Nortel reports Q2 net loss of $274 million, Zafirovski steps down


TORONTO – The same day that struggling Nortel Networks reported a net loss of more than double that from the same period last year, president and CEO Mike Zafirovski announced plans to step down, effective immediately.

Saying the company has reached “a natural transition point”, the Nortel board of directors also announced that it would cut its members from nine to three. John MacNaughton, Jalynn Bennett and David Richardson will remain on the board as well as serve on the company’s audit committee. Richardson was also named as chair.

"We’ve reached a logical departure point," said outgoing board chair Harry Pearce in a company press release. "Mike made a commitment to see the process through the stabilization of the company, sale of its largest assets and the right plans and people to continue operating our business and serving customers. He has done so. I appreciate the commitment and passion he brought to this company since day one, including his guidance through the extremely difficult decisions we faced since filing for creditor protection.“

Nortel also said that it is seeking Canadian court approval for Ernst & Young Inc., the company’s Monitor, to take on an enhanced role with the business, sales processes and other restructuring activities under its Creditors Arrangement Act proceedings. Subject to U.S. court approval, it will also name a principal officer for the Nortel companies in U.S. Chapter 11 proceedings who will work in conjunction with the U.S. creditors’ committee, ad hoc bondholders group, and the Monitor.

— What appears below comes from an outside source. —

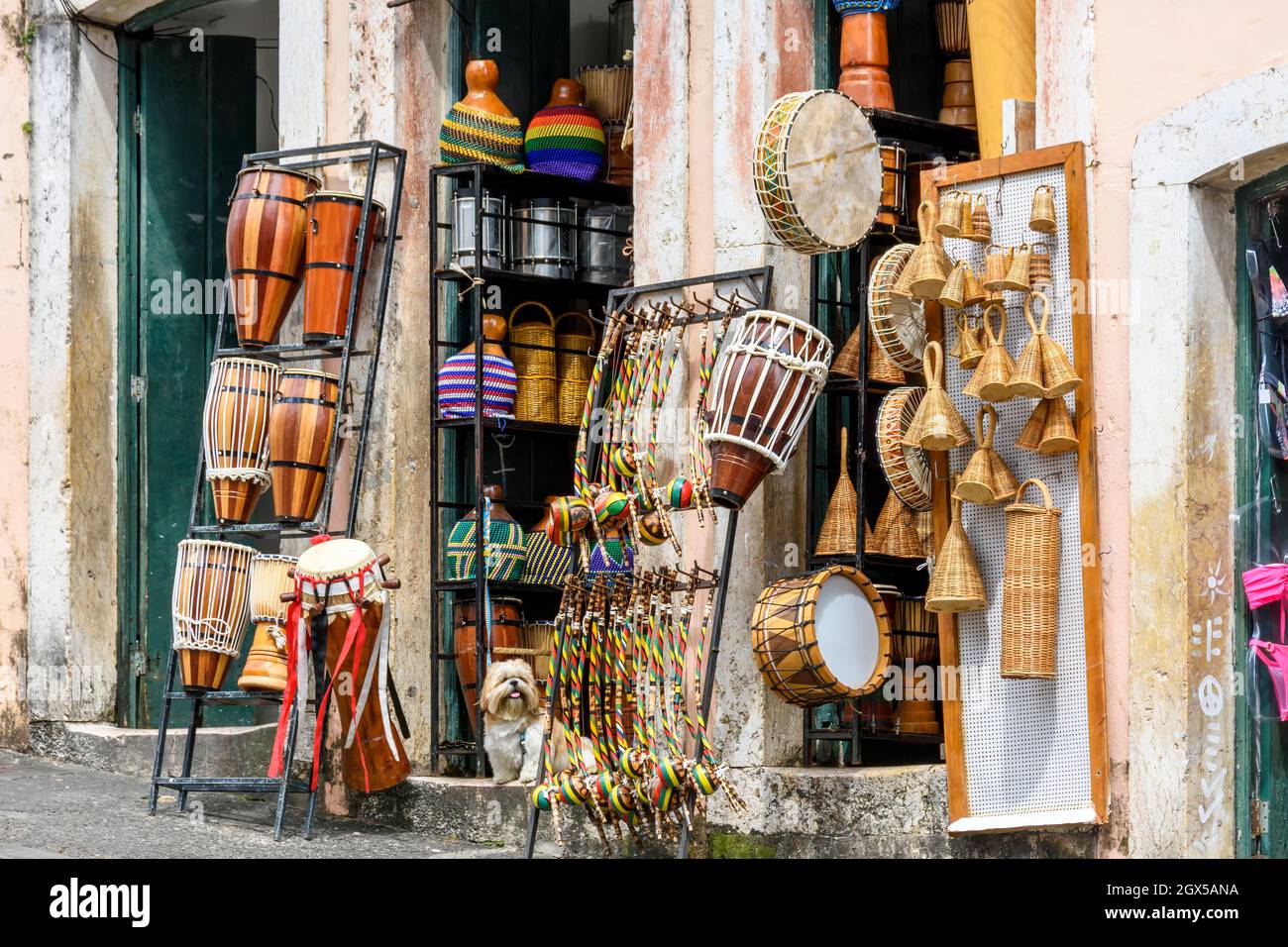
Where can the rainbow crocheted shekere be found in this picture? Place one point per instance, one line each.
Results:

Nortel reported a net loss of $274 million for its second quarter ended June 30, 2009, compared to a net loss of $113 million for the same period last year.

The loss included reorganization costs of $130 million related to its bankruptcy proceedings. Other expenses included a currency exchange loss of $8 million, interest expense of $74 million, $62 million in income tax expense and an expense of $11 million for earnings attributable to non-controlling interests (formerly minority interests).

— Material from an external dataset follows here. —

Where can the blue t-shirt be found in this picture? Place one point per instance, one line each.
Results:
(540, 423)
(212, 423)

Consolidated revenues for the quarter were $1.97 billion, down 25% year over year with declines in all segments and regions the company, primarily as a result of the continuing economic downturn and the “uncertainty” created by its creditor protection proceedings.

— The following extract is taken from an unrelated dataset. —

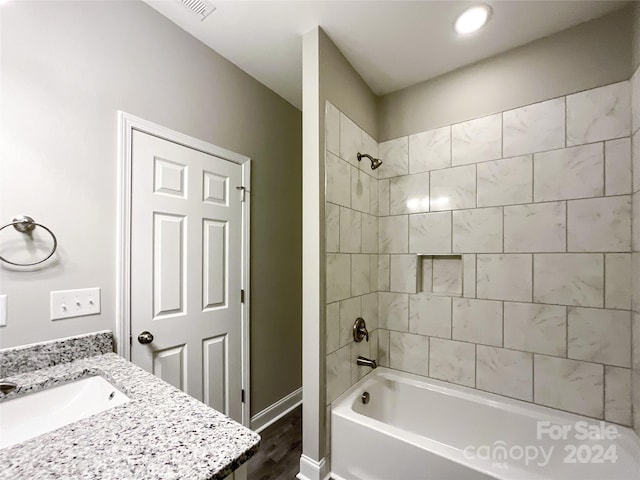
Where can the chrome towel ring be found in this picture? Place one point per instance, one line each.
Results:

The company did see a 14% increase in revenue over last quarter, and an increase in its management operating margin to $16 million, from a negative margin of $244 in the first quarter of 2009. Nortel’s cash balance at the end of the second quarter was $2.56 billion, compared to $2.48 billion at the end of the first quarter, due primarily to favorable exchange rate fluctuations.

Gross margin of 38.2% in the quarter – down by 4.9 percentage points from the year ago quarter, and an increase of 2.1 percentage points from the previous quarter – includes charges related to workforce and other cost reduction activities that historically would have been recorded in special charges, the press release detailed. Excluding these charges, gross margin in the second quarter of 2009 would have been 40.4%.

The company’s business units – wireless networks, enterprise solutions, metro ethernet networks, carrier VoIP and application solutions and the LG-Nortel joint venture will now report to Chief Restructuring Officer Pavi Binning.

"This is a new, but also highly critical phase for the company”, Binning said in the release. “From servicing existing customers to completing the sales process, we must effectively manage the remaining work so that we continue to see high service levels for customers while maximizing value for creditors and providing clarity for customers and employees."